As a 10 year old at a birthday party, a carefully sculpted cowlick and trousers tucked into socks was testament to how much I liked Tintin. I regularly pored over my collection and would occasionally spend a weekend reading the entire series from beginning to end. I eventually found the perfect reading method - I needed 6 months between re-reading the same comic for me to forget enough details to really enjoy it again, so I could read about one a week without overdosing. I continued along with this mildly obsessive program well into my teens. That was until the terrible day: the day that my mother lent my entire collection to an unreliable artist friend who has them to this day.
With the amount of adaptations that are constantly hitting our screens it's easy to be blasé about yet another.
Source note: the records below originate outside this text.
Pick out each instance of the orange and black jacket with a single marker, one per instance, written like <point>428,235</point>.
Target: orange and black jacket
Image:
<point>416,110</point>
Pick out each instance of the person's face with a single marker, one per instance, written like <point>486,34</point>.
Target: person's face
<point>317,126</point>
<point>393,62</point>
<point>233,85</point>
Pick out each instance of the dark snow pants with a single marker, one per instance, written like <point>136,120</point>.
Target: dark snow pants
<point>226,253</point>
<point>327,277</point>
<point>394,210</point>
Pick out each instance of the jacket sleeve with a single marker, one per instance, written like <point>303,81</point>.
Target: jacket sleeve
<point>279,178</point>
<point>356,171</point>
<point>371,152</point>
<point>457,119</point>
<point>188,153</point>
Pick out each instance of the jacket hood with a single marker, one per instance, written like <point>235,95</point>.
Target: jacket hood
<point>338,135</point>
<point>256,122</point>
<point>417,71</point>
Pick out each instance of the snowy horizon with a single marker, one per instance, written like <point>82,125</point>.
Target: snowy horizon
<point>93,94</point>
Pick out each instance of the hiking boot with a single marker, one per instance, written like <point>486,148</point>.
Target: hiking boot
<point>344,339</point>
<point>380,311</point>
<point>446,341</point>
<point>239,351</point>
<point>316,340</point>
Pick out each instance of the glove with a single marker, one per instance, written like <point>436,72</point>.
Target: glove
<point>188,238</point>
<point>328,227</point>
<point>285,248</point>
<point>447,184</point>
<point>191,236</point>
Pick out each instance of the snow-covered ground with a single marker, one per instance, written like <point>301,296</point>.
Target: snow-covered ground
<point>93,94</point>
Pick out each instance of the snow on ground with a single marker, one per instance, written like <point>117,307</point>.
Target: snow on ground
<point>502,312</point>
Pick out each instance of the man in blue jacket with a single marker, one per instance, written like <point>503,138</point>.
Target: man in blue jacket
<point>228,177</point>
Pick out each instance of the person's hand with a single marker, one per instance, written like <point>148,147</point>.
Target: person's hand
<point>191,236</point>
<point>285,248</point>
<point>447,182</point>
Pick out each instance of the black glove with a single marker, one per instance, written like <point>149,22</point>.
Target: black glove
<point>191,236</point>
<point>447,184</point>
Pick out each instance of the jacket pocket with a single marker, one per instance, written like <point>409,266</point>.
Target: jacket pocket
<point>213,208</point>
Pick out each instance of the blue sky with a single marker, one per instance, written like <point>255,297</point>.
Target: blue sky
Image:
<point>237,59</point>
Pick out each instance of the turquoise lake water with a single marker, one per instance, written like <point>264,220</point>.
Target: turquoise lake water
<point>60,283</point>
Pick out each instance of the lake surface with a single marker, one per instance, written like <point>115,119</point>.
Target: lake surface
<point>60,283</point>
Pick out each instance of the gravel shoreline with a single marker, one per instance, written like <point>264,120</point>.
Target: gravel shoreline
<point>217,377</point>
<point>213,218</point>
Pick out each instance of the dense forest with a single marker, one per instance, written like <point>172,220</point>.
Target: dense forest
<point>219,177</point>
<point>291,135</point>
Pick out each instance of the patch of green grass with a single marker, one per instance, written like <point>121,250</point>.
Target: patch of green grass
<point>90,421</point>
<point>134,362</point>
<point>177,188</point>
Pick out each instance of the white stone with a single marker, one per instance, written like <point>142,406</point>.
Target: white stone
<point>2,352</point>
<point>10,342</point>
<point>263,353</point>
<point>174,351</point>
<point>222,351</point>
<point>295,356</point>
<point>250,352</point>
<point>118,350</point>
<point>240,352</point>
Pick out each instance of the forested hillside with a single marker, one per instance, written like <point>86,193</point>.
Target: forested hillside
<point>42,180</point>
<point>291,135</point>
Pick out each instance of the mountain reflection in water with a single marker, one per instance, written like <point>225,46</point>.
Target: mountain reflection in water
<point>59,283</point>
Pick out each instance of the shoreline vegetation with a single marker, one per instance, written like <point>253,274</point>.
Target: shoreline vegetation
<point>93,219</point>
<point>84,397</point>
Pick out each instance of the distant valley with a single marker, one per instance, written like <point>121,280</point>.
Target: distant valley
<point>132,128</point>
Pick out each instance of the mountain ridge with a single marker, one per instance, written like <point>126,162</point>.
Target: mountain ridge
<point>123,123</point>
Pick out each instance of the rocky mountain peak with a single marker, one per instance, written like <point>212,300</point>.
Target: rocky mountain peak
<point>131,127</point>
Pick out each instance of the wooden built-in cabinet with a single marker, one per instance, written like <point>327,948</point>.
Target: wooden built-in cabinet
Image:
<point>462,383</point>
For me, unlike the weeks before the first Lord of the Rings movie was released, where I sat at my desk reading the trilogy for at least the tenth time with a printout of all the actors in character on the wall next to me (geekout moment), this time my interest was only aroused enough to watch the trailer on youTube a few times. I was however, just eager enough to see it on the first day, but wary about the Spielberg connection despite the fact the movie had Peter Jackson's name attached to it.
I'd heard a few of the usual mutterings: purists unhappy, lacked the humour of the books, bad 3D, sexist, etc. I went in with very little expectation but was instantly swept into the wonderful title sequence - almost a James Bond style tribute to the comic book version of our hero in action. I had my doubts about both the quality of the animation and the characterisation but these were quickly dashed when Tintin gets his portrait drawn in a street market in the opening sequence.
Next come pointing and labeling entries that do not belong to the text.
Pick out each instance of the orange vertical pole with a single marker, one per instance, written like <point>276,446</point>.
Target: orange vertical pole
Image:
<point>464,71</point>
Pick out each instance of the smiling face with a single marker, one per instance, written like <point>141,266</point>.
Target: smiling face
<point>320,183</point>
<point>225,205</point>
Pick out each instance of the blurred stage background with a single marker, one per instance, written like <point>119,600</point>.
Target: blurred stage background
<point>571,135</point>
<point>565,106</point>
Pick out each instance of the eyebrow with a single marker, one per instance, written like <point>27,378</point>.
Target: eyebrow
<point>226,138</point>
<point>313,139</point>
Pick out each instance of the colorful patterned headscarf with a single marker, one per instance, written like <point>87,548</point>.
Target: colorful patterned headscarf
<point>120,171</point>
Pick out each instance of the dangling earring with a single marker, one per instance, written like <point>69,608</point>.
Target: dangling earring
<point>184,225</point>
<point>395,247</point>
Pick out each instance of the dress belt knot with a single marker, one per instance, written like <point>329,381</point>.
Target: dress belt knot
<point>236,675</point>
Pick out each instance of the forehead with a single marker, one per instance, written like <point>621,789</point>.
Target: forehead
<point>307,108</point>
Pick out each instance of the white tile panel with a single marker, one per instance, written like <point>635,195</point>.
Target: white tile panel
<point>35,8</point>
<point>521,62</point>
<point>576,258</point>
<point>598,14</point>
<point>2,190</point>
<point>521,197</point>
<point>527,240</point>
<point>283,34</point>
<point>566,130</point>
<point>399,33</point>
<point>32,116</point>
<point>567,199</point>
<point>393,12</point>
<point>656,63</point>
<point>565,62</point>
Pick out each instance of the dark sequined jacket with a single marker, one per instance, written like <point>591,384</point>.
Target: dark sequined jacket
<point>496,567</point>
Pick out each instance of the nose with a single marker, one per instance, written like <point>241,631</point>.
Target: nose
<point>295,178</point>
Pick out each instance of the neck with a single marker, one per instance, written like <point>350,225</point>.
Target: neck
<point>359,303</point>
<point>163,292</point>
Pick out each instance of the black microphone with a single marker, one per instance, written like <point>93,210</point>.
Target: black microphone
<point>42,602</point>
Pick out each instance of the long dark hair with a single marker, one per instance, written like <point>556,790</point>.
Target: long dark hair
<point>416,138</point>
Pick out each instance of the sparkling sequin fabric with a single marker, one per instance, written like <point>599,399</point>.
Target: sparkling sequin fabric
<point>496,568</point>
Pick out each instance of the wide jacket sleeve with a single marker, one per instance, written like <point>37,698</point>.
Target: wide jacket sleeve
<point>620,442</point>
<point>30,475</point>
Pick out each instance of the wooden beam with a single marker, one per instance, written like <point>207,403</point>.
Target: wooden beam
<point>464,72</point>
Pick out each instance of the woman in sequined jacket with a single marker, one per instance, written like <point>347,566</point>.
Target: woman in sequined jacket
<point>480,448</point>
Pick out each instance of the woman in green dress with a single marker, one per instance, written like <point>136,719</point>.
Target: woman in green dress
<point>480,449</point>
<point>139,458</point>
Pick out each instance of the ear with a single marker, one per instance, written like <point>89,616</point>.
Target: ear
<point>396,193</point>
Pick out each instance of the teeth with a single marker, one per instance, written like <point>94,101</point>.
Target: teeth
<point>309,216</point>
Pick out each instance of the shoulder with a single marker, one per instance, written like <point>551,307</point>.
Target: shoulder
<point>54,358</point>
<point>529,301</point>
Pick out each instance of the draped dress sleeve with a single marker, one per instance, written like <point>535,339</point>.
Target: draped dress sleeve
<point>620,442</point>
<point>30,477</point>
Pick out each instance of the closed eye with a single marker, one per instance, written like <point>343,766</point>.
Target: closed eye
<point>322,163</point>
The film very quickly makes you aware that this is a fast paced action flick with plenty of humour and little time for exposition as it accelerates into a pace that rarely slackens - kind of funny because it instantly reminded me of the style of the actual comic book it was based on! I found myself wondering "who were those purists?" but then I realised that they were the same purists that didn't like Lord of the Rings, and they went away pretty quickly.
The film wildly departs from the book that it's based on, but seems to stay well within the spirit of Hergé's writing, and always comes back with a familiar character or classic Tintin reference. Essentially the structure of the Secret of the Unicorn remains intact even if the story does go a lot further than the original, as well as mixing large tasty chunks of The Crab with the Golden Claws into the mix.
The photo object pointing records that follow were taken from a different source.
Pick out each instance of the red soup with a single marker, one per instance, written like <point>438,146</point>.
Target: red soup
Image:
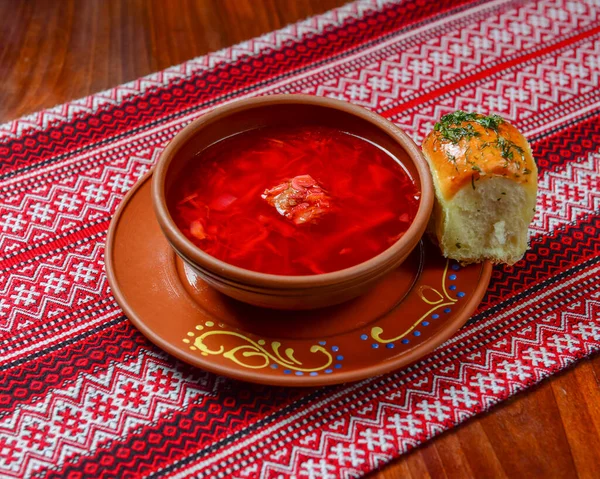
<point>294,200</point>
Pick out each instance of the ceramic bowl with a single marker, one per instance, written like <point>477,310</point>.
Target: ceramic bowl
<point>277,291</point>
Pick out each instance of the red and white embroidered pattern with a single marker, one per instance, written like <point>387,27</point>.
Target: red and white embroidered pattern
<point>83,394</point>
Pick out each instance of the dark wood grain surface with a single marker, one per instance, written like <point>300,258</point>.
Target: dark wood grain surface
<point>55,51</point>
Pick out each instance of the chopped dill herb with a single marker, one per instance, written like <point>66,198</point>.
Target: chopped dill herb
<point>451,126</point>
<point>491,122</point>
<point>452,158</point>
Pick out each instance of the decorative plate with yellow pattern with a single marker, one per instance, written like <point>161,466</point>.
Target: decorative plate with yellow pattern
<point>404,317</point>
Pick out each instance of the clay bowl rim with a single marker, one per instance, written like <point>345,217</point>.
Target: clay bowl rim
<point>191,253</point>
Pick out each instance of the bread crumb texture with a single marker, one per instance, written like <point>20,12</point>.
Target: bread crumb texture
<point>485,181</point>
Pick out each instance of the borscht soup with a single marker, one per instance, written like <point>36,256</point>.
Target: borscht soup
<point>293,200</point>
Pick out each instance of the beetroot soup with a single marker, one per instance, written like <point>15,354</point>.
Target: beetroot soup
<point>293,200</point>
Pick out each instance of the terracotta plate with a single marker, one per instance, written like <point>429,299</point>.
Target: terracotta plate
<point>407,315</point>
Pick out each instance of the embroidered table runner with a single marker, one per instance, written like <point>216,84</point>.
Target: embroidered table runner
<point>84,394</point>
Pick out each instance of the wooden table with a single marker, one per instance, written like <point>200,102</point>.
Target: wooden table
<point>55,51</point>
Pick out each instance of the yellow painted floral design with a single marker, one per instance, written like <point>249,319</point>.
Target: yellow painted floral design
<point>249,353</point>
<point>431,296</point>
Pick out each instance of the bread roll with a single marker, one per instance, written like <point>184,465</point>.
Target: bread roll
<point>485,181</point>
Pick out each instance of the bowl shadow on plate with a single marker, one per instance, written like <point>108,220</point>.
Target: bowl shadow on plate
<point>308,324</point>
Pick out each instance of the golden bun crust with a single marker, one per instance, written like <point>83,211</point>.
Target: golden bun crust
<point>459,164</point>
<point>485,181</point>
I couldn't fault any of the characters, though missed Snowy the dog's thought bubbles (despite that Snowy was excellent). The performance of the movie, and it's no surprise, goes to that expert in 3D animation acting Andy Serkis. As Captain Haddock, the occasional Gollumism is inescapable, but like the actual books, the film is weaker whenever Haddock is not in a scene.
I could rarely fault this blistering (yes billions of blue barnacled-like) paced film. The 3D animation rarely hides behind darkened scenes, the high-key colours of the comic books are perfectly reproduced. The only issue I had was the imminent case of sequelitis the movie attained as it approached it's denouement. You could feel it coming like a stevedore's crane on nitro - though I must say I am greatly looking forward to it. I'm also looking forward to buying the complete set of books and reading them one after the other, and then repeating, in tribute to all those lost years when that friend of my Mum's robbed me of my favourite comic book heroes - Tintin, Snowy & Captain Haddock.
Rating: This film is a must see at the movies in 3D, and see it at IMAX if possible. Try and stay away from the kid's sessions if you want a really enjoyable experience (sorry kids but seat kicking, chip crinkling, talking and slurping gets a little distracting after a while).